Multiple PD/PI Leadership Plan: For applications designating multiple PD/PIs, a new section of the research plan, entitled “Multiple PD/PI Leadership Plan” (section 14 of the Research Plan Component in the SF424 R&R or Section I of the Research Plan in the PHS 398), must be included. A rationale for choosing a multiple PD/PI approach should be described. The governance and organizational structure of the leadership team and the research project should be described, including communication plans, process for making decisions on scientific direction, and procedures for resolving conflicts. The roles and administrative, technical, and scientific responsibilities for the project or program should be delineated for the PD/PIs and other collaborators. If budget allocation is planned, the distribution of resources to specific components of the project or the individual PD/PIs must be delineated in the Leadership Plan. In the event of an award, the requested allocation may be reflected in a footnote on the NOGA.
Standard Review Criteria Modified to Accommodate Applications with and without Multiple PIs:
Significance: Does this study address an important problem? If the aims of the application are achieved, how will scientific knowledge or clinical practice be advanced? What will be the effect of these studies on the concepts, methods, technologies, treatments, services, or preventative interventions that drive this field?
Approach: Are the conceptual or clinical framework, design, methods, and analyses adequately developed, well integrated, well reasoned, and appropriate to the aims of the project? Does the applicant acknowledge potential problem areas and consider alternative tactics? For applications designating multiple PD/PIs, is the leadership approach, including the designated roles and responsibilities, governance and organizational structure consistent with and justified by the aims of the project and the expertise of each of the PD/PIs?

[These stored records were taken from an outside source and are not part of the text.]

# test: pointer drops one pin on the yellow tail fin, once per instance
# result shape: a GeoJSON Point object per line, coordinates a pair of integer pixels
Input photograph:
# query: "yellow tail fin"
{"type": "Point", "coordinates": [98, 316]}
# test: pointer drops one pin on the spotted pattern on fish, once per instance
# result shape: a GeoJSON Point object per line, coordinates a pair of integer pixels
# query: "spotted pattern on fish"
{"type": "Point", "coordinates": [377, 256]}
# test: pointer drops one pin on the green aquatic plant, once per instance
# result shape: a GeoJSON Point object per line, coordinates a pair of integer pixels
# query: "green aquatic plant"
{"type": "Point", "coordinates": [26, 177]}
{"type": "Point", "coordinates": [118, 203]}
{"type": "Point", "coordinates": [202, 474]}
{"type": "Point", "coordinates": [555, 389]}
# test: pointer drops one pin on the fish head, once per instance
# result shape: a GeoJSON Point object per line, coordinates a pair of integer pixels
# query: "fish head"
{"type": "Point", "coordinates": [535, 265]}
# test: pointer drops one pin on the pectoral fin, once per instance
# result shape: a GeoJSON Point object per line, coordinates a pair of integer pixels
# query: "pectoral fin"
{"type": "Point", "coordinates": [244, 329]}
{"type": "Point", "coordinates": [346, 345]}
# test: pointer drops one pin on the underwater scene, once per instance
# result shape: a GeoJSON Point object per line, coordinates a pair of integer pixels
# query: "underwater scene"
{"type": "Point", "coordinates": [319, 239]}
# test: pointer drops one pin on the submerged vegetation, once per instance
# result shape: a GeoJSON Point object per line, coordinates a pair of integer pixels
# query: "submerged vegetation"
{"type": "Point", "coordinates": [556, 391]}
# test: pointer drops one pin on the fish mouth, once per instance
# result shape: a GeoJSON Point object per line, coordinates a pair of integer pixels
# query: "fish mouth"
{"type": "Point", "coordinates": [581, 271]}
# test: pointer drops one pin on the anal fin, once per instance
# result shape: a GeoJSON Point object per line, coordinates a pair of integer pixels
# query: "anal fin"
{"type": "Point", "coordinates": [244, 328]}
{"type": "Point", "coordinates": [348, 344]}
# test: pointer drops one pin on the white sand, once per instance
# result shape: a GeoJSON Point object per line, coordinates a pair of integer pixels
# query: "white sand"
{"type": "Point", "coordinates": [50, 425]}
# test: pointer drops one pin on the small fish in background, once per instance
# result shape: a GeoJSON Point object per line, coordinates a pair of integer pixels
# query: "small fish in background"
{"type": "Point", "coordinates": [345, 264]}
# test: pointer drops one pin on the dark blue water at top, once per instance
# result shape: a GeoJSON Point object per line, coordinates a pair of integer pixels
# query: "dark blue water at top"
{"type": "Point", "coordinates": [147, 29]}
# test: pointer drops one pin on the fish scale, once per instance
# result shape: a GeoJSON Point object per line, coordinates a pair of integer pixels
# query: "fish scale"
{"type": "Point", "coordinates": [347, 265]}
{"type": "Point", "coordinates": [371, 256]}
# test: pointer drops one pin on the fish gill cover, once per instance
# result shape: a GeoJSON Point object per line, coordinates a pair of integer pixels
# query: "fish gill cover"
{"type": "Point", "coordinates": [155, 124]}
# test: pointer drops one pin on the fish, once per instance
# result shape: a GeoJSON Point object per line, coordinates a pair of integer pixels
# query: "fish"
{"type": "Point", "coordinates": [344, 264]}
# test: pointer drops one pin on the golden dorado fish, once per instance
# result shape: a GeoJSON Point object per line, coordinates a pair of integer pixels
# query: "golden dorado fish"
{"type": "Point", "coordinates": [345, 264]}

Innovation: Is the project original and innovative? For example: Does the project challenge existing paradigms or clinical practice; address an innovative hypothesis or critical barrier to progress in the field? Does the project develop or employ novel concepts, approaches, methodologies, tools, or technologies for this area?
Investigators: Are the PD/PI(s) and other key personnel appropriately trained and well suited to carry out this work? Is the work proposed appropriate to the experience level of the PD/PI(s) and other researchers? Do the PD/PI(s) and the investigative team bring complementary and integrated expertise to the project (if applicable).
Environment: Do(es) the scientific environment(s) in which the work will be done contribute to the probability of success? Do the proposed studies benefit from unique features of the scientific environment(s), or subject populations, or employ useful collaborative arrangements? Is there evidence of institutional support?